Щека Риса горела. Скула ныла. Он крепко держал разозленную Атту.
— Иди к Паслену!
Собака посмотрела на него, уточняя, правильно ли поняла приказ, затем, опустив голову и свесив хвост, подошла и легла к ногам кендера.
— Я говорю тебе правду, госпожа, — спокойно произнес Рис. — Я не лгу.
— Разумеется, лжешь, — насмешливо возразила Мина. — Все кругом лгут. Боги лгут. Люди лгут. Мы лжем самим себе, если больше некому лгать. В последний раз, когда я тебя видела, ты был в оранжевой рясе, и ты меня узнал. Ты посмотрел на меня, и по твоим глазам я поняла, что ты все обо мне знаешь.
— Госпожа, — беспомощно возразил монах, — я видел тебя тогда впервые в жизни.
— В твоих глазах уже нет того выражения, но оно было, когда ты увидел меня в прошлый раз. — Мина сжала руки в кулаки так, что ногти впились в ладони. — Расскажи, что ты знаешь обо мне!
— Ты отняла жизнь у моего брата и сделала его одним из своих рабов — вот все, что я знаю…

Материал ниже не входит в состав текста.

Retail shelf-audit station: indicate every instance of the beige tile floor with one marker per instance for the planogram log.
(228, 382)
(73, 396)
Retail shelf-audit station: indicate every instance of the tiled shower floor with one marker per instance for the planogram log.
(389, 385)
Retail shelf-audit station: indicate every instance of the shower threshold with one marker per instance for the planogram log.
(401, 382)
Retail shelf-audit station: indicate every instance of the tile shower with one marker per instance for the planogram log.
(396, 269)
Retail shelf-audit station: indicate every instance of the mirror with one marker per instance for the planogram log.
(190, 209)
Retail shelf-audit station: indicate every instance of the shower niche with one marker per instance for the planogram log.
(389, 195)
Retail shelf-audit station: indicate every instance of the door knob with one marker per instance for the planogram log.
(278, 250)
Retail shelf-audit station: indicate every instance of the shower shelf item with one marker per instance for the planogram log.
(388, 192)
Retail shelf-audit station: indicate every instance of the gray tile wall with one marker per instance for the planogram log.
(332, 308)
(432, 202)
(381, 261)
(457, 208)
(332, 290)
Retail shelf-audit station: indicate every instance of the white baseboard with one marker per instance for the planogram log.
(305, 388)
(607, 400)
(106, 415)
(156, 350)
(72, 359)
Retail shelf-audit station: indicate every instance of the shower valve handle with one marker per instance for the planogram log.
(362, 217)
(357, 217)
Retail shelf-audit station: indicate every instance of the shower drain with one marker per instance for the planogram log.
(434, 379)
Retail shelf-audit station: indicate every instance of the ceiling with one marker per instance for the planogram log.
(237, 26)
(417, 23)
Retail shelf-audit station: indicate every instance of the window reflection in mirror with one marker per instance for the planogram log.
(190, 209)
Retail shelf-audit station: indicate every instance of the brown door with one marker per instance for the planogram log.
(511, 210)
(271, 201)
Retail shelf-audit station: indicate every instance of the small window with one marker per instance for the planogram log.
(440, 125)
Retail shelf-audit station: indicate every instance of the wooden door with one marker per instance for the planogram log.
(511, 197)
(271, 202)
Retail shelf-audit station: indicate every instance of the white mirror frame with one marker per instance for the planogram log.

— Не рабов! — закричала Мина с неожиданной горячностью и тут же виновато огляделась, словно испугавшись, что кто-нибудь может ее услышать. — Он не мой раб! Никто из них не является моим рабом. Они последователи моего Бога, Чемоша. И прекрати хныкать, кендер! Что с тобой такое? Точно так же ты хлюпал носом и в прошлый раз, когда я тебя видела!
Она развернулась к Паслену, который скорчился на полу. Глаза его были полны слез, ручьями бежавших по щекам. Он старался успокоиться, сжимал губы, но все равно у него то и дело вырывались всхлипывания.
— Я никак не могу остановиться, госпожа. — Паслен утер нос рукавом. — Это так печально.